Brainstem gliomas constitute about 15% of all pediatric CNS tumors with peak incidence between 3 and 10 years old. These are heterogeneous groups of tumors that may be diffuse, focal, dorsally exophytic, or cervicomedullary. These tumors commonly present with symptoms of double vision, weakness, unsteady gait, difficulty in swallowing, headache, dysarthria, nausea, and vomiting. Rarely, behavioral changes and seizures may also be seen in children with this tumor. Although no definite familial tendency is known, there is an increased incidence of brainstem gliomas in patients with neurofibromatosis Type 1.

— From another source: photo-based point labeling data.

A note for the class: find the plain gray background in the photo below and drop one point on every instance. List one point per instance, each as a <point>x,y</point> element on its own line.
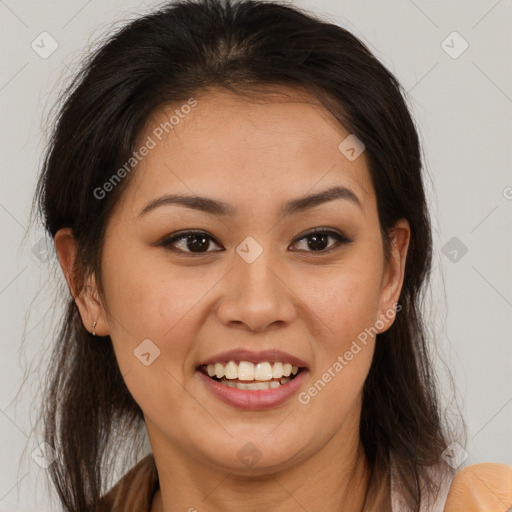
<point>461,100</point>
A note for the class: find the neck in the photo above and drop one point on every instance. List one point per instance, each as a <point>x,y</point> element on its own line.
<point>334,478</point>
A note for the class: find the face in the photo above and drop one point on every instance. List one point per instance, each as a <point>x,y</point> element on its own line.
<point>253,277</point>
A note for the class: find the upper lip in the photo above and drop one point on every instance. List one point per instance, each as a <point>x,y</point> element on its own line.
<point>255,357</point>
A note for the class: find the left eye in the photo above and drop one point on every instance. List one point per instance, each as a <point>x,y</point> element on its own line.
<point>318,239</point>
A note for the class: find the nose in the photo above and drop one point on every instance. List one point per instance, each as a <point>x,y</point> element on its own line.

Magnetic resonance imaging has emerged as the primary diagnostic modality for brainstem gliomas. MRI multiplanar images assist in the establishment of the tumor diagnosis, identification of tumor epicenter, and prediction of its biological behavior. Diffuse neoplasms tend to smoothly enlarge the affected area without focal areas of exophytic tumor. They are generally poorly marginated and involve more than 50% of the brainstem in the axial plane at the level of maximal involvement. Minimal or no contrast enhancement is seen after gadolinium, although enhancement is commonly seen after radiation therapy. It is difficult to biopsy these lesions because of the proximity of vital structures and thus imaging plays a crucial role in the diagnosis. Focal tumors are generally well marginated and involve less than 50% of brainstem in the axial plane. Focal neoplasms often enhance and have a better prognosis in general than diffuse neoplasms.

Diffuse gliomas are unfortunately the most common brainstem lesions, and they have the worst prognosis among the brainstem gliomas. Radiation and/or chemotherapy are the current mainstays of treatment for diffuse brainstem gliomas. The majority of focal neoplasms are amenable to surgery and longer survival.